Our Heritage

Guide Books

 

Alec Campbell’s The Guide to Botswana published in 1968 and priced then at P3.95 was perhaps the first.

There followed a string of internationally published guides, Lonely Planet, the Rough Guide, and Bradt and others, less well know to me, such as Southern Book Publishers and surprisingly, Pula Press. Most of the big-name commercially published guides now are unfortunately well beyond my price range.

It may also be that those publishers recognise, anyway, that there is no market for them here and therefore concentrate solely on the parts of the world where they have identified potential buyers.  It is when we come to the more locally published guidebooks that matters become interesting. 

By their nature, the production and publication of guidebooks of this kind are more likely to be the result of personal motivation than of a desire to make sizeable cash returns.

This may also mean that the only return that many of these authors get derives from inevitably small sales which is in sharp contrast to the commissioned authors who are paid regardless of sales.

Amongst those authors have been Mike Main and Linda Pfotenhauer.

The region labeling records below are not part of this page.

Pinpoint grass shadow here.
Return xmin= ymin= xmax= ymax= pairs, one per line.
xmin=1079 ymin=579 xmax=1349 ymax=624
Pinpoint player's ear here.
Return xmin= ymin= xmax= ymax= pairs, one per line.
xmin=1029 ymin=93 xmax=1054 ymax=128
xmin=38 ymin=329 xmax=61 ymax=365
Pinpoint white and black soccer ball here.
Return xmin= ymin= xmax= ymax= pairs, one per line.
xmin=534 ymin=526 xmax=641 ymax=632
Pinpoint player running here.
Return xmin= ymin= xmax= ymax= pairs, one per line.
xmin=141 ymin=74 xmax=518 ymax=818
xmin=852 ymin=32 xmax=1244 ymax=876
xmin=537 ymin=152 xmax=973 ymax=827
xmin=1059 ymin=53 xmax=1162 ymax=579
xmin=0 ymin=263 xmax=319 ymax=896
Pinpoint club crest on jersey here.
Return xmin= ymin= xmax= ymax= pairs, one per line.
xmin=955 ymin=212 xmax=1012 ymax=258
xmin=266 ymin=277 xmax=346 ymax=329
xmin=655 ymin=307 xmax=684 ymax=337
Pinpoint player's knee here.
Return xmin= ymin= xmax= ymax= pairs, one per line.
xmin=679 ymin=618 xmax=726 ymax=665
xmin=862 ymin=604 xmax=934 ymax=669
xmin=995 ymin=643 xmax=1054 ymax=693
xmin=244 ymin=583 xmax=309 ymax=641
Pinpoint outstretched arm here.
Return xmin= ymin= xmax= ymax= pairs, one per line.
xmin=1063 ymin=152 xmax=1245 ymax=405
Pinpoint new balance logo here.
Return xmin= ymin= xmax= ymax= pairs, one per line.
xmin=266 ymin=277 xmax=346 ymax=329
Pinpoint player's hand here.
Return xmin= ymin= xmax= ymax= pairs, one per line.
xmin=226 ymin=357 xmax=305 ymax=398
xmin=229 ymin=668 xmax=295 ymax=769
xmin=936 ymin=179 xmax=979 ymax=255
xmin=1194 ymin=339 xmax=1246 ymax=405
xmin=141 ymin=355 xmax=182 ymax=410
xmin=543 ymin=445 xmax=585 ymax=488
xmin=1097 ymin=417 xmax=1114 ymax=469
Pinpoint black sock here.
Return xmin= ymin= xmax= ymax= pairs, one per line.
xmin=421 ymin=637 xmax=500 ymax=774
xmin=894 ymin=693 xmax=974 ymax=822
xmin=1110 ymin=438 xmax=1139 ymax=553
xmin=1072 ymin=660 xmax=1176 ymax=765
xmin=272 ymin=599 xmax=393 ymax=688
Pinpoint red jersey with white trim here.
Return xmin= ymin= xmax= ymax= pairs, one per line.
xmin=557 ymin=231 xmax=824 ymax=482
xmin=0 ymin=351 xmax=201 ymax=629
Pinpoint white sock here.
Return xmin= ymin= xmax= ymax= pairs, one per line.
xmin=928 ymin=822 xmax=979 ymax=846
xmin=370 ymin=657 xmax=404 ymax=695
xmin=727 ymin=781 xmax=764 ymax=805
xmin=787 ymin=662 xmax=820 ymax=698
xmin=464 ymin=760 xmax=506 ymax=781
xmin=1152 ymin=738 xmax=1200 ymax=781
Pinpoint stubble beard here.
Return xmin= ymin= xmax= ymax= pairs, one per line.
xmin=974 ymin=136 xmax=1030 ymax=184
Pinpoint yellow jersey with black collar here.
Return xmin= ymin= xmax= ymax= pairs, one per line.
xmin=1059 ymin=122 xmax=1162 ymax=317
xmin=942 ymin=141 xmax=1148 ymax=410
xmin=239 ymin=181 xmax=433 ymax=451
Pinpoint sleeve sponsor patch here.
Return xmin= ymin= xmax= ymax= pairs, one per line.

In the former bracket, can be slotted Patricia Farrow’s Gaborone, the Complete City Guide, Campbell and Main’s 2003 Guide to Greater Gaborone, Ilona Somerset’s Selebi Phikwe and the Tuli Block, van Warden’s Guide to Francistown and Environs, the small guide of long ago, of Palapye and not least, the Phuthadiikobo Museum’s illustrated Guide to Mochudi with the text by myself.  Apart from the Campbell and Main guide, it can be assumed that all the others are now long out of print.

It can also be assumed that for some time the local guide book scenario has been in limbo.

It has long been my hope that all the major settlements should have their own published guidebooks.

But of course the difficulties involved are formidable – which is probably why none have recently been produced.  Local guidebooks are likely to enjoy only the most modest sales. Not every place even possesses a suitable outlet.

It follows that if there are to be local guidebooks in future, they will need to be subsidised probably by the City, Town and District Councils.

Producing guidebooks however is a tricky business, which demands an ability to write clearly, factual accuracy and a sensible choice of material. Selecting material may appear to be a doddle, but what is of interest to one, say Shopping Malls, is not likely to be of interested to another.  So, what should go in and what should go out, and who should decide?

But to give a better idea of this problem, let me give you two contrasting views of Gaborone. ‘Gaborone is an amorphous kind of place  not because it’s unpleasant, but because it is incredibly vague and unsatisfying.’

The Rough Guide 1996 and Myria Sekgoroarane’s appraisal, ‘Rarely do you visit a major city to be awestruck by its modern infrastructure, bright lights and fast pace, yet also to be amazed and charmed by its truly friendly and culturally sound character.’ Dumela 2010.